Alphabet Inc.’s Google unveiled a new version of its powerful Gemini artificial intelligence model that it says can process more text and video than competitors’ products.
Gemini 1.5 has many improvements. The Gemini 1.5 Pro, which will power many of Google’s services, beats the Gemini 1.0 Pro by 87% in tests, putting it roughly on par with the high-end Gemini 1.0 Ultra. When creating a new model, the increasingly popular “Mixture of Experts” (MoE) approach is used, which implies that when sending a request, only part of the overall model is launched, and not the whole. This approach should make the model faster for the user and more efficient for Google.

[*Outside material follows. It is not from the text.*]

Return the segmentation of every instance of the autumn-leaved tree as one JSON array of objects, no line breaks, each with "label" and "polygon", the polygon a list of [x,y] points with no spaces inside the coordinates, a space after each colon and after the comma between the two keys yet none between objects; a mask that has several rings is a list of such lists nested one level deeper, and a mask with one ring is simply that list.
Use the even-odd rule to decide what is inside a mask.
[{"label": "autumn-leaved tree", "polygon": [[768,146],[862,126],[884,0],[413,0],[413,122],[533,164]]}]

But there’s one new thing about Gemini 1.5 that everyone at Google, starting with CEO Sundar Pichai, is especially excited about. The new version of the neural network has a huge context window, which means it can process much larger queries and view much more information at once. The window size is 1 million tokens, which is much larger than the 128,000 tokens for OpenAI’s GPT-4 and the 32,000 for the current Gemini Pro. “It’s about 10 or 11 hours of video, tens of thousands of lines of code,” Pichai noted. He also added that Google researchers are testing a context window for 10 million tokens – this is, for example, the entire Game of Thrones series in one request.
The company said developers can explore Gemini 1.5 Pro using Google AI Studio, while select cloud customers can access the AI model in a private legacy version on its Vertex AI enterprise platform.